Dazu gehörte auch die Einbindung in das Weinheimer Vereinsleben. So war
Heinrich Friedrich Grimm seit 1890 im Singverein aktiv; hinzu kam die
aktive Mitgliedschaft im Kriegerverein, im Odenwaldklub und später noch
in der 110er-Kameradschaft.
Der Erste Weltkrieg, die Jahre der Inflation und schließlich die Krise
seit 1929 bedeuteten auch für die Firma Heinrich Grimm die
entsprechenden Rückschläge. Der Schlossereibetrieb wurde nach und nach
verkleinert, da sich in der Familie kein Nachfolger als Schlosser fand.
Der Tod von Heinrich Friedrich Grimm im Jahre 1936 brachte das
endgültige Erlöschen des Schlossereibetriebes in der Grabengasse.

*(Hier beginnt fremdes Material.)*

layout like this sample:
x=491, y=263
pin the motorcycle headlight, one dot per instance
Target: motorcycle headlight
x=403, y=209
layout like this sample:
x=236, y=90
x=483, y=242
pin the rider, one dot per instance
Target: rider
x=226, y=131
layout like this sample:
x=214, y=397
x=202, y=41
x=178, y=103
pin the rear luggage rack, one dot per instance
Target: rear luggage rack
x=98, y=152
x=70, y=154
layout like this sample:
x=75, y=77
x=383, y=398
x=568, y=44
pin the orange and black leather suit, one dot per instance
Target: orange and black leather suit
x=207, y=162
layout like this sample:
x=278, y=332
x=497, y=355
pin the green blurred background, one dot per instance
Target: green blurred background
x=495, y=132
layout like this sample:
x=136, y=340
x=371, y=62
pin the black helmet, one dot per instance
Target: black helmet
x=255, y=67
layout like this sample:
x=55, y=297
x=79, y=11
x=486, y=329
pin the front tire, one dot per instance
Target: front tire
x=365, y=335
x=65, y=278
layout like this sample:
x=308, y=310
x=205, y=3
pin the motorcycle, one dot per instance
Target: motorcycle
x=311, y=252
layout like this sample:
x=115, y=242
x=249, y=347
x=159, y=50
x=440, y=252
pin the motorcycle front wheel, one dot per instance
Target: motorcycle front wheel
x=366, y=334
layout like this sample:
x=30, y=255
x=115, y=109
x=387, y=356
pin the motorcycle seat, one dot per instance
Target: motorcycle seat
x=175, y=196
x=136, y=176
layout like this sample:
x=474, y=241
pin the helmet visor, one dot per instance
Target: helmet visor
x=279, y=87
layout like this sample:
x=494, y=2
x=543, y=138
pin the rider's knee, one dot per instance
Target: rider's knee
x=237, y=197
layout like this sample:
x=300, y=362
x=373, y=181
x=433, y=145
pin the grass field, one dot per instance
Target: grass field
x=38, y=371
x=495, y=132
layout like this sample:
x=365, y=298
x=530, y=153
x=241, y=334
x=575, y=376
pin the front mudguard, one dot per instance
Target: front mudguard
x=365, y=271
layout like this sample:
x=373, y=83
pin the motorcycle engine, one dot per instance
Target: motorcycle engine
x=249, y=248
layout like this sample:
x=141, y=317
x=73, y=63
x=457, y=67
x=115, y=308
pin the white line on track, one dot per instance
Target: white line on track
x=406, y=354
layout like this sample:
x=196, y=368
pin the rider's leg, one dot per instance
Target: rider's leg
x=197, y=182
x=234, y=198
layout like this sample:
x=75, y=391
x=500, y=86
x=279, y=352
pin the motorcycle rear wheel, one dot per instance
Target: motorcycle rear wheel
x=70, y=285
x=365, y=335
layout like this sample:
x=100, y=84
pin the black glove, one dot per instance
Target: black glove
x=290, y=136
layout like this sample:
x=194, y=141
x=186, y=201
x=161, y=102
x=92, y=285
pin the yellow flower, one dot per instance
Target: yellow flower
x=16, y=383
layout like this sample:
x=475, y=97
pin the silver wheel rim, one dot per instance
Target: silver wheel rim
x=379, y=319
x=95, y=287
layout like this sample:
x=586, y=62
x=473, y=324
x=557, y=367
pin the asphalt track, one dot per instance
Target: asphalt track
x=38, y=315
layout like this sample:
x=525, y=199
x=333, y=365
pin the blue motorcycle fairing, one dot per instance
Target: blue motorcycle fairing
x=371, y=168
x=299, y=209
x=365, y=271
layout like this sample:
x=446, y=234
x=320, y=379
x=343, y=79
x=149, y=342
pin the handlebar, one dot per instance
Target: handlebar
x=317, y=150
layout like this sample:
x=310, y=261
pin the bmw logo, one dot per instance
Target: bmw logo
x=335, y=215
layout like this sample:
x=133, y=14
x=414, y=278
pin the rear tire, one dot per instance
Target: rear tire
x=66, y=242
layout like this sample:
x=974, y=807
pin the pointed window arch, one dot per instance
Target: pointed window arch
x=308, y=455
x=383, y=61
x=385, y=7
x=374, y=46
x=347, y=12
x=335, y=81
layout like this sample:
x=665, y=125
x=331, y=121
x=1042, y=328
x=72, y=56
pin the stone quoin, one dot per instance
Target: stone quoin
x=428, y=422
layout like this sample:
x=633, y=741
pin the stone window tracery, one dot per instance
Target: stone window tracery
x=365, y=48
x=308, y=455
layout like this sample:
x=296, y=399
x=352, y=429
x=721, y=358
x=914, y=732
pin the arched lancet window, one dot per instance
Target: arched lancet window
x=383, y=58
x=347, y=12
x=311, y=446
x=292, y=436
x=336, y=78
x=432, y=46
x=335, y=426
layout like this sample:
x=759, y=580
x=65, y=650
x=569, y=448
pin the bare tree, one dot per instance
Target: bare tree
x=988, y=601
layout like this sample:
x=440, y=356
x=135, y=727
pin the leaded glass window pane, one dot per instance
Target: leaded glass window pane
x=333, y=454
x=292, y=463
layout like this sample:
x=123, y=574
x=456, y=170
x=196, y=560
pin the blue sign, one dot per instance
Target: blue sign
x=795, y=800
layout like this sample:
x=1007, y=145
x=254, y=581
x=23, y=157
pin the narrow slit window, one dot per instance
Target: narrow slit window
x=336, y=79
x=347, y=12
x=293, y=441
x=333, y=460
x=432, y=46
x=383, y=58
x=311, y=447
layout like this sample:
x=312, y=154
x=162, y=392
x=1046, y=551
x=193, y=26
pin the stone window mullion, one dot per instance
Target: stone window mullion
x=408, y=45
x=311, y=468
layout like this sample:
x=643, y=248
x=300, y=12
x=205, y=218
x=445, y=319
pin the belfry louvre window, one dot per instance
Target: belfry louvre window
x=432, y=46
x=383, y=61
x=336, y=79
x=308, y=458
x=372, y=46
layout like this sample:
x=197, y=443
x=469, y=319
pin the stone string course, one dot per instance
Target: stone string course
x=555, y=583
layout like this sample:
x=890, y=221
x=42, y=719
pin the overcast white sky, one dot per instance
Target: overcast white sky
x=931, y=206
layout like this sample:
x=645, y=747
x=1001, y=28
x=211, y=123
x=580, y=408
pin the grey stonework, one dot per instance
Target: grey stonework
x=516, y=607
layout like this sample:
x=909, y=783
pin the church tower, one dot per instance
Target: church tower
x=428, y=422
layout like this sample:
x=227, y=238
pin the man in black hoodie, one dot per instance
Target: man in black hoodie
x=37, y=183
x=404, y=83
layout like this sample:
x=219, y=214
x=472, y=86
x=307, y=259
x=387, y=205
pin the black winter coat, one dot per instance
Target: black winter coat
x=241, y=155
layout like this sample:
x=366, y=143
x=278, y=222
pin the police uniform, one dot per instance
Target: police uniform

Das Eisenwarengeschäft ging 1936 auf Elisabeth Grimm als älteste Tochter
des Heinrich Friedrich Grimm über; Prokura erhielt gleichzeitig ihr
Schwager Hermann Gutjahr, der als gelernter Einzelhandelskaufmann im
Eisenwarenfach über die dazu notwendigen Voraussetzungen verfügte. Als
Jäger und Sportschütze ging Hermann Gutjahr an den Ausbau des Angebotes
an Sportwaffen und Jagdgewehren samt Munition und sonstigem Zubehör.